Si l’article 1844-1 du Code Civil prévoit une répartition des droits des associés dans les bénéfices de la société à proportion de leurs apports respectifs, il convient de rappeler qu’il peut être librement dérogé à cette règle (sous réserve de clauses léonines interdites conduisant à priver certains d’entre eux de tout droit à dividendes). Quelle que soit la forme de la société, une répartition différente des droits à dividendes peut ainsi être stipulée dans les statuts, dans un pacte ou peut encore être décidée en cours de vie sociale par une décision collective (sans nécessairement avoir recours, dans les sociétés par actions, à la création d’actions de préférence).
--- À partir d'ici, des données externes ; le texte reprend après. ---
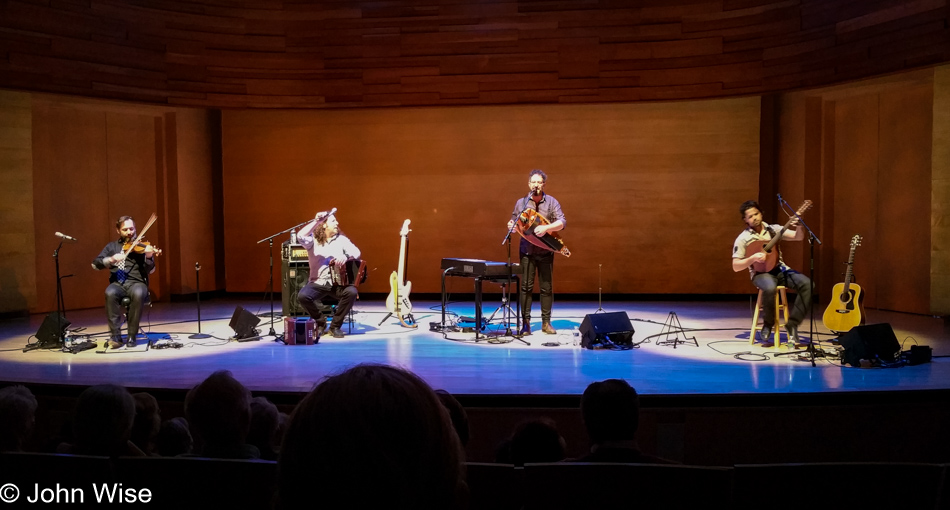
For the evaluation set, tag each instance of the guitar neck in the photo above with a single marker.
(402, 260)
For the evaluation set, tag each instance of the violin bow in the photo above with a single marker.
(151, 221)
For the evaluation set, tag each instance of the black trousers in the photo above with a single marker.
(543, 266)
(791, 279)
(311, 295)
(138, 293)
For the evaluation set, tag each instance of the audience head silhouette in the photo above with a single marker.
(104, 417)
(611, 411)
(219, 412)
(17, 417)
(373, 436)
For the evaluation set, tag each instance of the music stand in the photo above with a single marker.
(506, 295)
(270, 274)
(199, 334)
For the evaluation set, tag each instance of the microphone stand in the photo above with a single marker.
(270, 274)
(199, 334)
(812, 239)
(507, 241)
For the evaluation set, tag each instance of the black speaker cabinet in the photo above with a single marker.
(606, 330)
(243, 323)
(874, 342)
(52, 332)
(293, 276)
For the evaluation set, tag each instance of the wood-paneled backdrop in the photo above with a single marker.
(359, 53)
(650, 191)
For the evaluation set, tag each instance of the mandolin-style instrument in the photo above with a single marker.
(528, 221)
(771, 254)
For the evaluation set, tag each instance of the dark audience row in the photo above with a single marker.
(370, 422)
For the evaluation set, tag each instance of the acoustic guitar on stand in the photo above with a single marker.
(397, 303)
(768, 247)
(844, 310)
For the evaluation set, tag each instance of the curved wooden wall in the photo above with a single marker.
(234, 54)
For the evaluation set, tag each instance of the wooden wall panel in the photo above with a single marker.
(904, 209)
(875, 142)
(856, 192)
(71, 195)
(446, 52)
(95, 161)
(196, 201)
(17, 238)
(632, 179)
(940, 195)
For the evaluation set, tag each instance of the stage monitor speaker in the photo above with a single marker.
(293, 276)
(611, 329)
(52, 332)
(243, 323)
(873, 342)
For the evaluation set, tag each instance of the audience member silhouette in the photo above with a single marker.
(611, 412)
(103, 423)
(147, 422)
(533, 441)
(17, 417)
(371, 437)
(174, 438)
(456, 414)
(219, 412)
(265, 422)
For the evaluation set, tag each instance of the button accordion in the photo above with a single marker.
(348, 272)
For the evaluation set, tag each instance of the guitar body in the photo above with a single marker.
(397, 303)
(844, 311)
(771, 257)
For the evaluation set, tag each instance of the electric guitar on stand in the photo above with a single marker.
(397, 303)
(844, 310)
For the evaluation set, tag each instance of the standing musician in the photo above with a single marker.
(535, 258)
(756, 230)
(128, 277)
(326, 245)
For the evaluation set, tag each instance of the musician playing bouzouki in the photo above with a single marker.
(325, 243)
(745, 258)
(535, 258)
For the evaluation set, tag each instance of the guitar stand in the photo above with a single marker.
(406, 320)
(506, 314)
(672, 326)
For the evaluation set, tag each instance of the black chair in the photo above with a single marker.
(573, 485)
(126, 302)
(328, 306)
(839, 485)
(193, 482)
(494, 486)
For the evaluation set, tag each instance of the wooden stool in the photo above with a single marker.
(781, 316)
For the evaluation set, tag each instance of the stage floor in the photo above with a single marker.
(723, 362)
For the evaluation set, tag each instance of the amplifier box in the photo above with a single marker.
(300, 331)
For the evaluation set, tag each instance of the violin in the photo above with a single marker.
(139, 247)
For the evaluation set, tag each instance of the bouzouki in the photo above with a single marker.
(844, 310)
(528, 221)
(397, 303)
(768, 247)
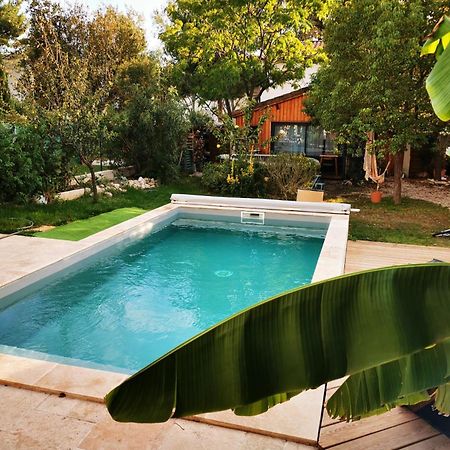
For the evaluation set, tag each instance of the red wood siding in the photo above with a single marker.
(288, 110)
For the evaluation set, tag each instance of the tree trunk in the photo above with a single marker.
(93, 183)
(438, 164)
(398, 172)
(439, 160)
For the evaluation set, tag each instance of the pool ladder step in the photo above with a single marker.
(253, 217)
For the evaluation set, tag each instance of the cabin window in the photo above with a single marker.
(300, 138)
(289, 138)
(315, 141)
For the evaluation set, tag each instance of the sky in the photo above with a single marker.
(144, 7)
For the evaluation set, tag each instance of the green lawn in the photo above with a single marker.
(412, 222)
(60, 213)
(79, 229)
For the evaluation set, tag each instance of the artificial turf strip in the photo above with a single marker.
(79, 229)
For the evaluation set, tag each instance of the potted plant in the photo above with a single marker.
(375, 196)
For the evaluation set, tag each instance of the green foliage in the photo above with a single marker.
(32, 161)
(12, 25)
(153, 131)
(58, 213)
(236, 178)
(70, 54)
(231, 49)
(374, 78)
(438, 84)
(401, 382)
(289, 172)
(240, 140)
(295, 341)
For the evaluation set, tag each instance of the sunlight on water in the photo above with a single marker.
(126, 309)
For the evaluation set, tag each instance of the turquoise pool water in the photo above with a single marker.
(126, 308)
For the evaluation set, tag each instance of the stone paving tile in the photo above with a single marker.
(51, 430)
(177, 435)
(81, 381)
(23, 370)
(76, 409)
(15, 403)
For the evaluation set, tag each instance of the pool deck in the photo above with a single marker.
(40, 419)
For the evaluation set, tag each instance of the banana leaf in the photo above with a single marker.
(291, 342)
(442, 399)
(439, 38)
(402, 382)
(438, 82)
(438, 86)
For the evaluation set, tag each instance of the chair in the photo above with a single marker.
(306, 195)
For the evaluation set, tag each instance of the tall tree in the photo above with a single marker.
(66, 47)
(374, 78)
(71, 65)
(228, 49)
(12, 25)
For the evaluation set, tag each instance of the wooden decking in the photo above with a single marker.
(399, 428)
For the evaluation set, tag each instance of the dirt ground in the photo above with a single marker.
(413, 188)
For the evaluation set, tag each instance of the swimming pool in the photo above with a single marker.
(129, 294)
(125, 308)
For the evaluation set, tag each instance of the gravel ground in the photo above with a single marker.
(413, 188)
(422, 190)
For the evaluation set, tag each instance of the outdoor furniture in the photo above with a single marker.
(328, 157)
(306, 195)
En l’espèce, par décision collective prise à l’unanimité des associés, les droits à dividendes statutaires des parents usufruitiers des parts d’une société civile avaient été réduits au profit de leurs deux enfants, nus propriétaires, pour une durée temporaire de 5 ans. L’administration fiscale entendait soumettre aux droits de mutation à titre gratuit le supplément de dividendes perçus par les enfants sur la base de cette nouvelle répartition.
La Cour de Cassation (Cass. Com., 18 décembre 2012, Godefroy,n° 11-27.745) juge entre autres motifs qu’il n’y a pas de donation indirecte dès lors qu’à l’instant de la décision de modification de la répartition des droits sur les dividendes, les associés n’avaient aucun droit sur ceux-ci, les dividendes n’ayant d’existence juridique qu’une fois l’existence de sommes distribuables constatée et leurs mises en distribution décidée par l’organe compétent de la société.
Les dividendes n’ayant pas d’existence juridique, l’objet même de la donation fait défaut.
De par sa motivation, cette décision va au-delà du seul cas d’espèce du démembrement des titres de société et donne sa pleine efficacité à la liberté laissée par la loi aux associés pour définir les bases de répartition entre eux des fruits de l’activité sociale, autrement qu’au seul prorata de leurs apports.